Collaboration customers and partners can also save time with self-diagnosis capabilities through Cisco Iris.
“Self-diagnosis is empowering because we know many of our customers prefer to solve problems on their own whenever possible, And it helps Cisco reduce time and costs as well. We estimate eachof our engineers will see a 30 percent increase in their overall productivity with Cisco Iris.”
Shaikh
In addition to supporting faster issue resolution, Cisco Iris lets Cisco engineers proactively monitor the performance of Cisco products in a customer’s environment. When an issue arises, the engineers are notified so they can move quickly to help the customer resolve it before it leads to a more significant problem. And for customers who want to receive predictive operational insights about their environment, Cisco Iris can provide analytics and automation-powered recommendations for optimizing network policies, processes, and compliance.
Cisco Iris is in itself a story about collaboration. As the TraceLogger project, it was a team effort meant to solve a specific problem that was undermining Cisco’s ability to provide exceptional customer service. It wasn’t long after Cisco CX developed a proof of concept for TraceLogger that Cisco IT reached out to the team, looking for assistance in finding assurance and analytics products for collaboration that would scale to Cisco IT’s large collaboration environment.

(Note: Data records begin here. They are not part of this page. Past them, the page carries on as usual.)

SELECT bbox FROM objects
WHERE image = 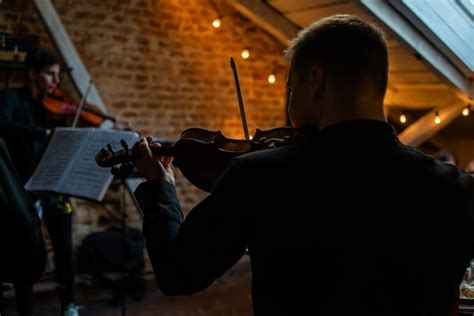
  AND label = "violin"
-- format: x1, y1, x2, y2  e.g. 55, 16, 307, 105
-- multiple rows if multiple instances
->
95, 57, 298, 192
95, 127, 298, 192
43, 88, 116, 126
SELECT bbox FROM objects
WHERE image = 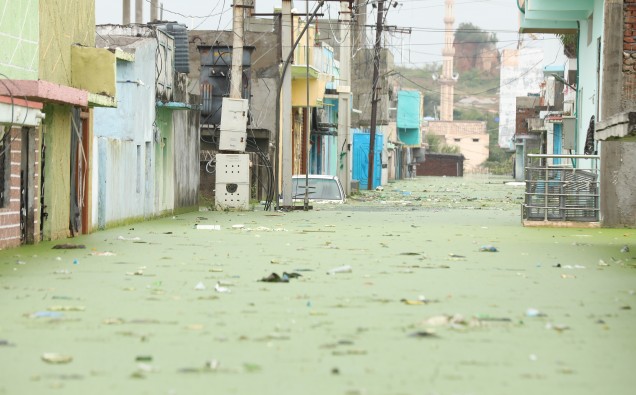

“They told us about TraceLogger and invited us to try it, We later asked if we could have access to the software repository, so we could bring in some developers who could help take TraceLogger to the next level—and create the cross-functional collaborative development model for Cisco Iris.”
Stephen Greszczyszyn, a collaboration architect at Cisco
He added, "That was the start of our partnership in helping to create Cisco Iris. And it gave us a huge head start on being able to get the tool that we wanted without having to start from zero and develop our own operational manageability tools." Jan Seynaeve, collaboration technical lead at Cisco, helped to enhance the scalability of Cisco Iris and ensure that the solution met Cisco IT standards for security before it was used in production.Other software developers that Cisco IT brought on to the Cisco Iris project include Jonty Preston, whose work includes automating tests and compliance checks for PEP8 compliance. (PEP8 is a collection of guidelines for how code should be styled and written to ensure consistency across teams of developers.) "Using the test results, I'm working with the team to refactor parts of the Cisco Iris codebase so that it better aligns with the PEP8 standards and results in more efficient and maintainable code," said Preston
A road map for delivery as well as development of the Cisco Iris product is currently in progress so that customers can access various levels of services based on their CX level contracts. The Cisco Iris solution was tested with 11 Cisco customers and partners, including Cisco IT, for three months in 2018. (Testing of the solution is ongoing in Cisco IT.) Initial feedback on Cisco Iris has been overwhelmingly positive, according to Shaikh. "We're excited about the future for Cisco Iris, and the new services and value that we are going to be able to provide because of it," said Shaikh. "And as our customers and partners begin to experience and learn more about those high-value services, we expect many will want to increase their subscription level for support." If that happens, the positive impact on Cisco’s bottom line could be significant, as there are more than 100,000 Cisco Collaboration customers and partners around the globe.